2 tbs Extra Virgin Olive oil
200 g canned (whole) mushroom, sliced
100 g picnic ham, sliced
200 g chicken thigh meat, cubed
1/8 tsp salt
1/8 tsp ground black pepper

3/4 can of Campbell's Cream of Mushroom Soup
30 g shredded Parmesan Cheese
60 g shredded Mozzarella Cheese


Directions
1. Preheat oven at 200C.

2. Rinse (at least 3 times) and drained the uncooked rice. Set aside.

3. In a saucepan, add the olive oil. Once the saucepan is heated, add in the sliced mushroom, ham and chicken pieces. Stir-fry over a medium-low heat until the chicken is semi-cooked with a white surface. Do not over cook the chicken

4. Add the washed uncooked rice into the saucepan and continue frying and tossing. Add salt and black pepper to it. Ensure that the content is well-stirred. 

5. Transfer the fried rice into a rice cooker and add in the water to cook the rice. 

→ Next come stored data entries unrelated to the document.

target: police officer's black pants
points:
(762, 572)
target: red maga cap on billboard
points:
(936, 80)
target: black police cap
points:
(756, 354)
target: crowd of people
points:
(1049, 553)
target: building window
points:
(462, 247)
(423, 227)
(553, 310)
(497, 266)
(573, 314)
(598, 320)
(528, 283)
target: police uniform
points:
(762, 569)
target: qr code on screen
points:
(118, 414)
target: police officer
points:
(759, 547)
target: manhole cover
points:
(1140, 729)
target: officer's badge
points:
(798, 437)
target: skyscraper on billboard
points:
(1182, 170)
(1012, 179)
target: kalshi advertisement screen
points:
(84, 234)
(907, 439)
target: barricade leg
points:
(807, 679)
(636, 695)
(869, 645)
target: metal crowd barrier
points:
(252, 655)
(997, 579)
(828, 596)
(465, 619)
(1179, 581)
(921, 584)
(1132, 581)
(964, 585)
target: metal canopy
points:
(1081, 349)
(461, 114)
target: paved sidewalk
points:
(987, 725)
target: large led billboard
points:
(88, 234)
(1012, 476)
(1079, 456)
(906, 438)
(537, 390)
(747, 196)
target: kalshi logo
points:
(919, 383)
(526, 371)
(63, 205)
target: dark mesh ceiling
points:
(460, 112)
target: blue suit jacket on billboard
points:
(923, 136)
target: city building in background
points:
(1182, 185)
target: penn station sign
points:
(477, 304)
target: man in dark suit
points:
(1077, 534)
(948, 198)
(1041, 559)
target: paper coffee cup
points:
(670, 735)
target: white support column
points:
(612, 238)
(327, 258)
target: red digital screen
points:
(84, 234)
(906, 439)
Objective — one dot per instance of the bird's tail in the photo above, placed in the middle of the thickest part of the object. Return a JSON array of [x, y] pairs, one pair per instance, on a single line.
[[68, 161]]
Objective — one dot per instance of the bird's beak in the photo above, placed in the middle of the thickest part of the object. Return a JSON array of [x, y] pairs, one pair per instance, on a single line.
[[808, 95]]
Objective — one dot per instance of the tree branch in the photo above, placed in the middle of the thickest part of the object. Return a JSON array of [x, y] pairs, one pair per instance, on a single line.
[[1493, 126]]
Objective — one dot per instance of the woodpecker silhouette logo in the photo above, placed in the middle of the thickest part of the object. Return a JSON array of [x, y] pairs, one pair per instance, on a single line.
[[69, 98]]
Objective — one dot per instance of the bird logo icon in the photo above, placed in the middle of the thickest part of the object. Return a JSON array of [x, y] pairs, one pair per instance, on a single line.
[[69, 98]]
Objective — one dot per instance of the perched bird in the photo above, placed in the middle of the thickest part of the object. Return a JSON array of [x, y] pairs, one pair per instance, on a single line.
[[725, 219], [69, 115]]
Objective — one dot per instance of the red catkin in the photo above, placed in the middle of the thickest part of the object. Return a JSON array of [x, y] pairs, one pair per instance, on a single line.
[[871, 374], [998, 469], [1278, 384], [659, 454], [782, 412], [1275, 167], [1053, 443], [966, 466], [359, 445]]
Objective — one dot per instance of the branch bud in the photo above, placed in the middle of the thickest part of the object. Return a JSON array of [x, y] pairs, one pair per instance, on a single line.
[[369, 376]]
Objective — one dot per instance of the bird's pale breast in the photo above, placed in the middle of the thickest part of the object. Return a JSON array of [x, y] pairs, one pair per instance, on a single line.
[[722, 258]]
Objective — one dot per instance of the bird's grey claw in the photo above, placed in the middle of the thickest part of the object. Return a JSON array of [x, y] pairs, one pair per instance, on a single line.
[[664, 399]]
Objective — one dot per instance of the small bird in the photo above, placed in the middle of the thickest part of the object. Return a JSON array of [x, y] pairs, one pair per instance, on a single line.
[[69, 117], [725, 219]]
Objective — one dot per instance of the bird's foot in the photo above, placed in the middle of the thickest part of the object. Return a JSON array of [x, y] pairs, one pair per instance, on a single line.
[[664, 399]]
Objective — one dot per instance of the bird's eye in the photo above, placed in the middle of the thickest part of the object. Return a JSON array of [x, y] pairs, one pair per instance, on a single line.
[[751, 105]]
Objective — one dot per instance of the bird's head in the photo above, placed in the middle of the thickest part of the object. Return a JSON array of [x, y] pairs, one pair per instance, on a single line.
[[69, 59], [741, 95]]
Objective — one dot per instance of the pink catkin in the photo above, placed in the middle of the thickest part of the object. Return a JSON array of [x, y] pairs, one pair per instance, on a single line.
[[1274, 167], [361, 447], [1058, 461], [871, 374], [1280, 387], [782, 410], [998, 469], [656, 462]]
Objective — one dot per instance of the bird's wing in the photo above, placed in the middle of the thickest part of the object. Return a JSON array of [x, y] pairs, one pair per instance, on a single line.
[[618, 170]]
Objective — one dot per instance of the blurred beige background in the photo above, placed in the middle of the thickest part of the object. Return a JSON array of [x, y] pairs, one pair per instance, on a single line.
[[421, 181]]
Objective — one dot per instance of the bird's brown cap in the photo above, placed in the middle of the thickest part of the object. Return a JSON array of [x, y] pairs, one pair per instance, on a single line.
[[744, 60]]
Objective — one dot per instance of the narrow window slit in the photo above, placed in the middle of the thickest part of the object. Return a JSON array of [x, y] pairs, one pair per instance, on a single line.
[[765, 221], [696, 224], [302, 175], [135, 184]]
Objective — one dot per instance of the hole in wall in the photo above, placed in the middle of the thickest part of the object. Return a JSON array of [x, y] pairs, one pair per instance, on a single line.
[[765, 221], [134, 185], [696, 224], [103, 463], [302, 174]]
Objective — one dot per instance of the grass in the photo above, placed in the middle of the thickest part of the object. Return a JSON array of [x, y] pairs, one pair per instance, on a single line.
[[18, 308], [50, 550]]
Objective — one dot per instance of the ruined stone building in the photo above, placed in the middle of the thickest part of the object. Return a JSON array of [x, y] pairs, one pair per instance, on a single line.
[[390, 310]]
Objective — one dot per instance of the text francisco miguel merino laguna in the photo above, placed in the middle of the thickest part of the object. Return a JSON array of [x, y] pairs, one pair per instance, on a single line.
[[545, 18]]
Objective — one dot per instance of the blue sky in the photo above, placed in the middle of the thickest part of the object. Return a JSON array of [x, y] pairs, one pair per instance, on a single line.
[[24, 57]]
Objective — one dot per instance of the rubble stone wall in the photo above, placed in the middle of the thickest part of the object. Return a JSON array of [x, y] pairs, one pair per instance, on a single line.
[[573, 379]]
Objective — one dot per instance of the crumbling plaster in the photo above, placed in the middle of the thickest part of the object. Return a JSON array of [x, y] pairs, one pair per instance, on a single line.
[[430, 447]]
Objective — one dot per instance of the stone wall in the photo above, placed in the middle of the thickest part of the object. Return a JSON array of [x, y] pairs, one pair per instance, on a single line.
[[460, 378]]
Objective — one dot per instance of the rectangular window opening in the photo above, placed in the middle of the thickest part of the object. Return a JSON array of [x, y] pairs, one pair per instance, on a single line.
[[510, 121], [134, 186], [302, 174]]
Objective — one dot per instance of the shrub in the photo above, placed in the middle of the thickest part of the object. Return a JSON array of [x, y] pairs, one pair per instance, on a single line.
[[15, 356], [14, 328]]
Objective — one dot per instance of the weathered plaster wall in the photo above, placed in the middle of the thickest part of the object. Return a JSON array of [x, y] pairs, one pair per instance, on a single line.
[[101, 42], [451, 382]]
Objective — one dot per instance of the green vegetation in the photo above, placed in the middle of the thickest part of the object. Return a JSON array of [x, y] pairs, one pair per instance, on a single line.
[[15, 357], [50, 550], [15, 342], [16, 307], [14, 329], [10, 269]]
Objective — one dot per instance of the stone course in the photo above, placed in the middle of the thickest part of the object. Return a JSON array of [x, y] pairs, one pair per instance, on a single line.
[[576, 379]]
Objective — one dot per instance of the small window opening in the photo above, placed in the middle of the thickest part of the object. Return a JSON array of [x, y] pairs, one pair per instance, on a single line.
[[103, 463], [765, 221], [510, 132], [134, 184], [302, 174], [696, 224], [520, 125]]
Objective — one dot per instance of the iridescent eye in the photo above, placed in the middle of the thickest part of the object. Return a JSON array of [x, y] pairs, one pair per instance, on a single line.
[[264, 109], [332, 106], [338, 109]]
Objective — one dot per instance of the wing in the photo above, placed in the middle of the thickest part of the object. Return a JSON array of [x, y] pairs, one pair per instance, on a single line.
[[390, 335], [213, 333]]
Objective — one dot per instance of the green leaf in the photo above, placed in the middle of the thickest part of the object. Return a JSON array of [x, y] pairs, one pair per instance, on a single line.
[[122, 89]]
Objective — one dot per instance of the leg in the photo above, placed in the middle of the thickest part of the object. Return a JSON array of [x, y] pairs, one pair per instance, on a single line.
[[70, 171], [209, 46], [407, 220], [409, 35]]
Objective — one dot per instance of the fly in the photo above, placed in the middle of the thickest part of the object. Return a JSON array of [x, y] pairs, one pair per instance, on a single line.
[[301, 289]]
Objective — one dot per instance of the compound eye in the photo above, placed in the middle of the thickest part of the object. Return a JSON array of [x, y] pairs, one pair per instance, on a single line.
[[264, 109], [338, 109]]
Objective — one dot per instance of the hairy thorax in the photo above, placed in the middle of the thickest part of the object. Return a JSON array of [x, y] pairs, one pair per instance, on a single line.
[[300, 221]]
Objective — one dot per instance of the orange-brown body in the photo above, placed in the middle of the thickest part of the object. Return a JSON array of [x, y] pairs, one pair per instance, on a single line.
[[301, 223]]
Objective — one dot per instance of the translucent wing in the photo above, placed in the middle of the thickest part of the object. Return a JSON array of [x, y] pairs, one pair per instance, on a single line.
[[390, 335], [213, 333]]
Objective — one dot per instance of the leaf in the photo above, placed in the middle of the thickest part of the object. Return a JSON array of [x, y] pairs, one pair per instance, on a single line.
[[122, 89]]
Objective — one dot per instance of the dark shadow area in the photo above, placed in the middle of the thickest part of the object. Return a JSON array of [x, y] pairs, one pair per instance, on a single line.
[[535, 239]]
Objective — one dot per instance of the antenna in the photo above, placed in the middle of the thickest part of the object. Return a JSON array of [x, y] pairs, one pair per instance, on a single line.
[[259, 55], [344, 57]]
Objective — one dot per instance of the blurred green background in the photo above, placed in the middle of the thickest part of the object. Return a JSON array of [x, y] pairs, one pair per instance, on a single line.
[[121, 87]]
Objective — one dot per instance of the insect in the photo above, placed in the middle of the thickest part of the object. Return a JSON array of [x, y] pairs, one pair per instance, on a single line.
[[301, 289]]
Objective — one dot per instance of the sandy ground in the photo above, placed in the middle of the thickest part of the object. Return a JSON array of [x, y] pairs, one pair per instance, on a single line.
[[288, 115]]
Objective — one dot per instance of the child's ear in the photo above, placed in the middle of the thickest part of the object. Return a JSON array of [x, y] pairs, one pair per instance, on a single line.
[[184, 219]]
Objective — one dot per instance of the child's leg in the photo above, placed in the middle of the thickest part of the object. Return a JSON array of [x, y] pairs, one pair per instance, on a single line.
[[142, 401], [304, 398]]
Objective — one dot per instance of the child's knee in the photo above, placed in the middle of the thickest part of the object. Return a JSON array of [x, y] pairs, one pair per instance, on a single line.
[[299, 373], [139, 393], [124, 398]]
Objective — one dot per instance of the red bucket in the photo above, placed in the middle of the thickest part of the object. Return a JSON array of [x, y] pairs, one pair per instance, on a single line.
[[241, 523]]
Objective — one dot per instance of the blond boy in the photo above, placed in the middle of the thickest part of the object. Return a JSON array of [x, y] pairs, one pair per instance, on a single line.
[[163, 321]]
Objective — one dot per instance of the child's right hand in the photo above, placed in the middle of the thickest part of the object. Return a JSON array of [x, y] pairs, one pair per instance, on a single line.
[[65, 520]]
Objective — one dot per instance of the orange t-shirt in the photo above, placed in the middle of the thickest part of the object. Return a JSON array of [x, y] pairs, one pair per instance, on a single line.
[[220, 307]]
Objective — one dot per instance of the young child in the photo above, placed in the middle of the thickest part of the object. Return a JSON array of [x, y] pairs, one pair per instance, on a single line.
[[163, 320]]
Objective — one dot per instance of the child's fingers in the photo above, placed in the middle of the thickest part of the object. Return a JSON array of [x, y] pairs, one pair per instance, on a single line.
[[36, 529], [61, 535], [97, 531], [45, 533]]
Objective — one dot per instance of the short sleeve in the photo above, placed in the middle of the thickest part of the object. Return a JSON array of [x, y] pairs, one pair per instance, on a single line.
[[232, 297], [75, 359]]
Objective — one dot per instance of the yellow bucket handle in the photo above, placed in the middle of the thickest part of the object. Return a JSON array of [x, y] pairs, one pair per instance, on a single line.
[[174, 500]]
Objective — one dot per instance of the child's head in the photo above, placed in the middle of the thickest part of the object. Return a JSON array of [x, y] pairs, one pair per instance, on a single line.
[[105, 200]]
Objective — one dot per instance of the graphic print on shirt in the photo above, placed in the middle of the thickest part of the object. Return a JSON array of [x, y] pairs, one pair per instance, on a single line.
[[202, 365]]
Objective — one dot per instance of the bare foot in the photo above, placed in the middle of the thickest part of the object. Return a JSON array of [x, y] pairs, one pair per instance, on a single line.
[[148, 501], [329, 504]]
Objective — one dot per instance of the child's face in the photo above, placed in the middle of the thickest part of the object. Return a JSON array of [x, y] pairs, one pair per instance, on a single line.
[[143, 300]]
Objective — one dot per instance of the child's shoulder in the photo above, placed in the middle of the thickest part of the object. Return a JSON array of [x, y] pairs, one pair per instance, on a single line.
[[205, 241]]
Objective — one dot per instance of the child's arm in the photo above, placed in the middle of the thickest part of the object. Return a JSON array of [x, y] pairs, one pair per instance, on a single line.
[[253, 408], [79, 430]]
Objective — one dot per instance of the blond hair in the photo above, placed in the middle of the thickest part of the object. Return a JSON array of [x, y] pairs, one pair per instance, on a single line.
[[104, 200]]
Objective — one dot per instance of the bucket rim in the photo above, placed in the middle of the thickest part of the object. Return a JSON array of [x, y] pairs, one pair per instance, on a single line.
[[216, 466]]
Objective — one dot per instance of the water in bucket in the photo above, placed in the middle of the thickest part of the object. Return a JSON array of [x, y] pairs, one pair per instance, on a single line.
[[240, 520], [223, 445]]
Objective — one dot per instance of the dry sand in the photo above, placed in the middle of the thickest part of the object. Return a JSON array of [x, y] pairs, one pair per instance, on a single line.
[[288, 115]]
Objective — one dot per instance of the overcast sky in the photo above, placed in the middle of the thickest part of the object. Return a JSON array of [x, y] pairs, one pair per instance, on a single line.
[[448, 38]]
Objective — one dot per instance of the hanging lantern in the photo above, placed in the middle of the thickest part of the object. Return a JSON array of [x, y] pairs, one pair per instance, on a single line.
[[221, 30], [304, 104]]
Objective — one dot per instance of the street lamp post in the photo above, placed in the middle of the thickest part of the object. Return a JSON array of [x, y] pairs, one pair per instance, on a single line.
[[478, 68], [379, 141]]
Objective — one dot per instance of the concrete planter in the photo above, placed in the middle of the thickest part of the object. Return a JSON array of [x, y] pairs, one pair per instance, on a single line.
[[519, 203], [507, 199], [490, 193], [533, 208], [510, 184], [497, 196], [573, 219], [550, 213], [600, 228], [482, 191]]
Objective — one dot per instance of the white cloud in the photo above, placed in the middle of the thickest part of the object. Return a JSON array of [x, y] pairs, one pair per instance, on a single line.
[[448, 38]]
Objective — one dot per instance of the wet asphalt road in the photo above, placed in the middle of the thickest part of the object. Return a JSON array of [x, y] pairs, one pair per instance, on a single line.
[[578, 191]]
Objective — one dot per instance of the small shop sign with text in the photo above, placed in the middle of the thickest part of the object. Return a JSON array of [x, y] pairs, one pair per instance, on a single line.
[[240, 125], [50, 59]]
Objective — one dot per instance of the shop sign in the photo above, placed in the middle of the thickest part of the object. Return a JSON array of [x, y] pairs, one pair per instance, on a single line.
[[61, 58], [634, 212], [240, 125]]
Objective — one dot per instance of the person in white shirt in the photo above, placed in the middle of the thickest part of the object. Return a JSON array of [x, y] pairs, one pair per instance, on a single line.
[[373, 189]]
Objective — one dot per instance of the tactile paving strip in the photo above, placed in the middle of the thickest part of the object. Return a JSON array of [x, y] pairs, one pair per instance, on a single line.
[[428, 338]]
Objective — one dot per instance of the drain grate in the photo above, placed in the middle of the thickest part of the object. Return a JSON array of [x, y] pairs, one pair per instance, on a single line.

6. After the rice is cooked, portion the content into a casserole dish (I use a 10" pie pan). Pour the cream of mushroom soup sauce over the top of the rice. Spread the sauce evenly across the surface. 

7. Top the sauce with a layer of shredded Parmesan and Mozzarella cheese.

8. Bake in the oven for 18-20 minutes, or until the cheese has melted and give a golden brown crust at the top of the baked rice. Serve it while it is hot.